- Original film poster
- Directed by: Tim Sullivan
- Written by: Tim Sullivan
- Produced by: Simon Channing-Williams; Pippa Cross; Janette Day;
- Starring: Richard E. Grant; Samantha Mathis; Judi Dench; Ian McKellen;
- Cinematography: Jean-Yves Escoffier
- Edited by: Lesley Walker
- Music by: Simon Boswell
- Production companies: PolyGram Filmed Entertainment; Canal+; Granada Film;
- Distributed by: Pan-Européenne (France); PolyGram Filmed Entertainment (Worldwide);
- Release date: 9 June 1995;
- Running time: 110 minutes
- Countries: France; United Kingdom;
- Language: English
- Box office: £2.8 million

= Jack and Sarah =

Jack and Sarah is a 1995 romantic comedy film written and directed by Tim Sullivan. The film stars Richard E. Grant, Samantha Mathis, Judi Dench, Eileen Atkins, Cherie Lunghi and Ian McKellen.

== Plot ==
Jack and Sarah are expectant parents, renovating their home for their soon-to-be expanding family. One night, Jack falls and bangs his head. He wakes in hospital to find that Sarah has died after giving birth to their daughter. Grief-stricken, Jack rejects fatherhood, leaving the baby girl in the care of his parents and Sarah's mother.

During this time, Jack relies heavily on drink, and befriends a homeless alcoholic man in a nearby skip. Knowing Jack needs to get back into his life, Jack's father decides to introduce Jack to his daughter by placing the child in bed next him as he sleeps off another all-night bender. The three grandparents then wait in Jack's kitchen until he wakes. Initially overcome by the child and feeling sabotaged, Jack bonds with his daughter. He quickly becomes a doting father as he continues to mourn the loss of his wife. In honour of his wife, Jack names the child Sarah.

Fatherhood comes naturally to Jack, but he struggles with balancing raising his daughter, house renovation construction, and with his day-time job. In an odd turn of events, the homeless man from the skip comes to visit and Jack offers him work around the house. William, once sober, proves to be a remarkably efficient babysitter and housekeeper. William and Sarah's grandparents are often present to help Jack, Jack realises that he needs is a full-time live-in nanny to care for Sarah. Unfortunately, the interview process finds candidates who are cold or detached or just plain strange, much to Jack and the grandparents' dismay.

In a chance outing at a restaurant with Sarah, Jack encounters the waitress Amy, an American living in London. Amy instantly takes a shine to Sarah and Sarah to her, and Jack offers her the nanny position on the spot.

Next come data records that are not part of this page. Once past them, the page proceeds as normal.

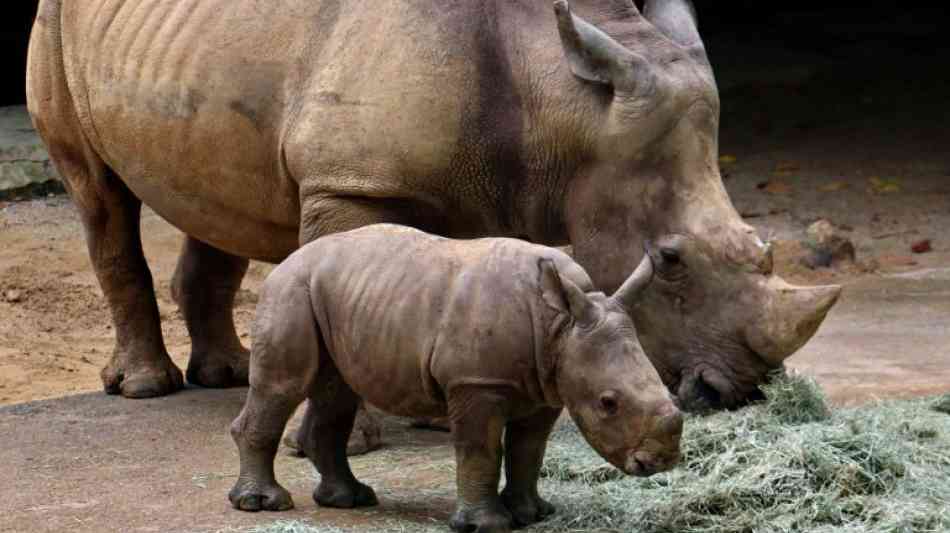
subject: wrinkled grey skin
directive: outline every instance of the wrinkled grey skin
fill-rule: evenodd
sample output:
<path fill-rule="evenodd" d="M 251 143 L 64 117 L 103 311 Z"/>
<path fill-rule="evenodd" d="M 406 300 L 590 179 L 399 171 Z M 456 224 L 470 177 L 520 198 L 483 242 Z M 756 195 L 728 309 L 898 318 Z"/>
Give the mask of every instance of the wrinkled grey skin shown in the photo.
<path fill-rule="evenodd" d="M 815 332 L 837 287 L 791 287 L 733 208 L 719 97 L 686 0 L 41 0 L 34 124 L 113 312 L 108 392 L 167 394 L 141 204 L 189 237 L 187 378 L 247 380 L 247 258 L 378 222 L 573 245 L 633 309 L 686 407 L 733 407 Z"/>
<path fill-rule="evenodd" d="M 320 471 L 314 499 L 324 506 L 376 503 L 346 458 L 359 399 L 397 415 L 448 415 L 456 531 L 509 531 L 553 512 L 537 481 L 563 407 L 627 474 L 671 468 L 682 416 L 626 312 L 651 277 L 645 259 L 613 296 L 585 293 L 587 274 L 558 250 L 388 224 L 302 247 L 261 293 L 251 388 L 232 424 L 241 457 L 232 504 L 292 507 L 273 460 L 305 398 L 303 448 Z"/>

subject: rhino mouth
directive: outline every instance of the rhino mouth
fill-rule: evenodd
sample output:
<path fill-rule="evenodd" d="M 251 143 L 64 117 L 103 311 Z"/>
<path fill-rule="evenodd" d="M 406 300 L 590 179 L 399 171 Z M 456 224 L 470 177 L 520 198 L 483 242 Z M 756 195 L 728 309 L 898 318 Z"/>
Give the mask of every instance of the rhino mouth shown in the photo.
<path fill-rule="evenodd" d="M 744 386 L 740 390 L 717 370 L 710 368 L 688 374 L 676 390 L 670 392 L 677 407 L 700 414 L 732 411 L 765 399 L 758 385 Z"/>

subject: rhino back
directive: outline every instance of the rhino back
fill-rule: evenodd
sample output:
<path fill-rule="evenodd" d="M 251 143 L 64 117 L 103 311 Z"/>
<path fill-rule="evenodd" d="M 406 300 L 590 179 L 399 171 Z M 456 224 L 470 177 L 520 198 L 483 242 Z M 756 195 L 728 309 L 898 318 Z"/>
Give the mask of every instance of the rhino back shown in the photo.
<path fill-rule="evenodd" d="M 419 415 L 441 413 L 444 391 L 465 382 L 540 397 L 538 337 L 549 317 L 538 259 L 547 250 L 375 225 L 318 239 L 288 261 L 307 272 L 324 341 L 354 390 Z"/>
<path fill-rule="evenodd" d="M 516 4 L 383 1 L 341 18 L 289 134 L 302 194 L 398 200 L 405 222 L 453 237 L 523 233 Z"/>
<path fill-rule="evenodd" d="M 63 0 L 64 62 L 85 136 L 186 233 L 241 255 L 281 257 L 244 249 L 234 236 L 256 230 L 290 247 L 286 255 L 299 207 L 280 168 L 280 135 L 321 7 Z"/>
<path fill-rule="evenodd" d="M 505 51 L 504 4 L 63 0 L 63 53 L 106 163 L 232 253 L 290 253 L 301 195 L 410 200 L 431 231 L 518 234 L 523 59 Z"/>

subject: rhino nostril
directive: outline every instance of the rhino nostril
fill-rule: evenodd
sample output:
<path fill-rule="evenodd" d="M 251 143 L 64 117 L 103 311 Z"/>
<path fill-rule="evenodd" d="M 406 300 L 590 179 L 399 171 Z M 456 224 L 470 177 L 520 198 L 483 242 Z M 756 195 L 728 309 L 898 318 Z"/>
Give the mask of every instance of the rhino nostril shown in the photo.
<path fill-rule="evenodd" d="M 712 387 L 709 383 L 706 383 L 706 380 L 702 376 L 696 378 L 696 397 L 700 400 L 703 400 L 706 405 L 710 408 L 716 408 L 720 405 L 722 398 L 715 388 Z"/>
<path fill-rule="evenodd" d="M 668 435 L 679 435 L 683 432 L 683 413 L 676 411 L 673 414 L 667 415 L 663 418 L 663 425 L 661 427 L 663 432 Z"/>
<path fill-rule="evenodd" d="M 634 459 L 634 461 L 637 462 L 637 469 L 638 469 L 638 471 L 639 471 L 640 473 L 644 473 L 644 474 L 645 474 L 645 473 L 649 472 L 650 469 L 647 468 L 647 465 L 644 464 L 643 461 L 641 461 L 641 460 L 639 460 L 639 459 Z"/>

Within the week, Amy moves into Jack and Sarah's house and begins her new job caring for Sarah.

Although Amy clashes with William and the grandparents, especially Jack's mother, Margaret, Jack and Amy gradually grow closer—but Jack's boss has also taken an interest in him.

== Cast ==
- Richard E. Grant as Jack, the father of Baby Sarah who's taking care of her after the death of his wife.
- Samantha Mathis as Amy, the American babysitter for Baby Sarah.
- Judi Dench as Margaret, Jack's mother
- Eileen Atkins as Phil, Jack's mother-in-law
- Cherie Lunghi as Anna, Jack's boss
- Imogen Stubbs as Sarah, Jack's wife, who died during the birth of Baby Sarah.
- Ian McKellen as William, Jack's fellow drinker
- David Swift as Michael, Jack's father
- Bianca Lee and Sophia Lee as Baby Sarah, the daughter of Jack and Sarah.
- Sophia Sullivan as Baby Sarah (as a toddler), the daughter of Jack and Sarah.

==Production==

Development of the film began in 1991 for Granada Film. Polygram joined the film, and shooting began in January 1994.

==Release==
The film was released in the United Kingdom on 9 June 1995.

==Reception==
The film was the third highest-grossing British film at the UK box office for the year, behind Shallow Grave and The Madness of King George, with a gross of £2,565,673. It opened on 161 screens in the UK and grossed £423,540 in its opening weekend, finishing second behind The Brady Bunch Movie with £488,275, but had the highest per screen average for the weekend. In the United States and Canada it grossed $218,626.

==Music==
The theme song in this film is "Stars" by British pop group Simply Red.

The song in the end credits in this film is "Precious" by Scottish singer Annie Lennox.